Being a fan of a film or television series allows people to identify as part of a group of fellow fans with the same interests. When they visit important sites, they may feel a sense of connection to other fans in the same place. They may also remember how they felt when watching a favourite film or TV show, and feel a close connection to those sites.
In my research, I have explored how visiting sites seen on-screen allows fans to use their imagination to inhabit fictional worlds that they can never truly visit.
Fan tourism includes visiting locations where films and TV series have been filmed, production studio tours – such as Warner Brothers’ Harry Potter Tour – and film-related theme parks. It also often involves the use of digital media technologies, such as social media, to plan trips and to share experiences with others afterwards.
This pre-pandemic success can be seen across the UK nations. In Scotland, locations associated with the TV series Outlander, based on a series of books by American author Diana Gabaldon, saw an almost 200% rise in visitors.
When faced with disruption and upheaval, we often turn to favourite books or shows to offer comfort and as a coping method. Fans may have re-watched favourite films or television series during lockdown to help deal with their anxieties.
However, they have been unable to visit important locations due to the closure of museums, heritage sites and official media tours. Being able to to finally go back to such places again allows fans to reassert their identities, to stand again in important spaces, and feel a sense of reassurance and security as things begin to get back to normal.
Fan tourists are a particular asset to tourist destinations because of their loyalty to specific locations. They may be more likely to want to return to important places before more general tourists. They may also want to support these sites financially to ensure their survival for future visits and for other fans.

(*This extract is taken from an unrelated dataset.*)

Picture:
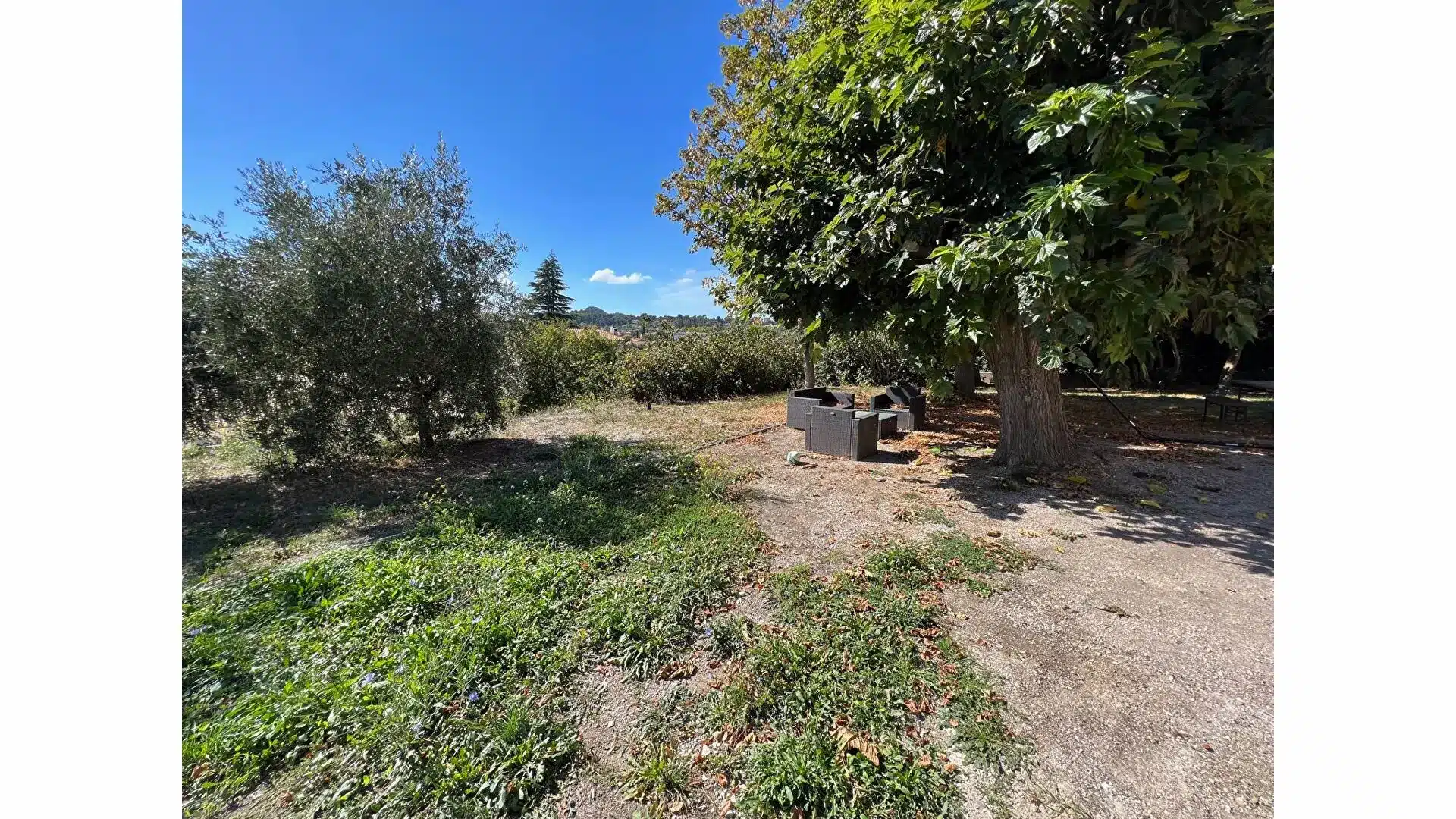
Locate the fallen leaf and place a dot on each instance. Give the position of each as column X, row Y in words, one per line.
column 865, row 746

Fans may also act as unofficial cheerleaders through their online connections on platforms like Instagram and Facebook. One popular fan practice is the sharing of photos and trip reports, or explaining how to find specific locations.
If fan tourists’ post-lockdown experiences are positive, they can be a valuable source of word-of-mouth recommendations that encourage both fellow fans, and more general tourists, to return to specific tourist sites.

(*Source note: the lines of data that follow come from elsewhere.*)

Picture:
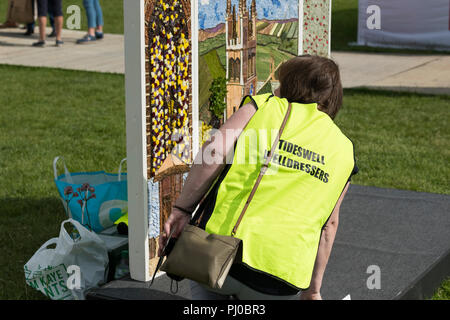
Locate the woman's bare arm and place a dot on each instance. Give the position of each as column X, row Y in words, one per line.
column 208, row 164
column 323, row 253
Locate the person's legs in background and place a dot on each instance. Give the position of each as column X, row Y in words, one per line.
column 30, row 28
column 52, row 23
column 42, row 18
column 99, row 18
column 95, row 21
column 31, row 25
column 9, row 23
column 56, row 9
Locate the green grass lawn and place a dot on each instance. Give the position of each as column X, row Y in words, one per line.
column 402, row 141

Fans are likely to visit sites multiple times. Their repeat trips offer
economic benefits for tourism providers, but this also means that they may have
different experiences at sites over time as the coronavirus recovery
progresses. They can use this to report on their trips, which may reassure
others that it is safe to visit.
Already, films and TV shows beloved to fans are being used to welcome visitors back. For instance, a new mural of the characters in TV show Derry Girls has been unveiled at City of Derry Airport.
Fans’ close connection with texts and other media makes them a valuable asset. The relationships between media and fan tourists, local and national organisations, and businesses and operators look set to be more important than ever.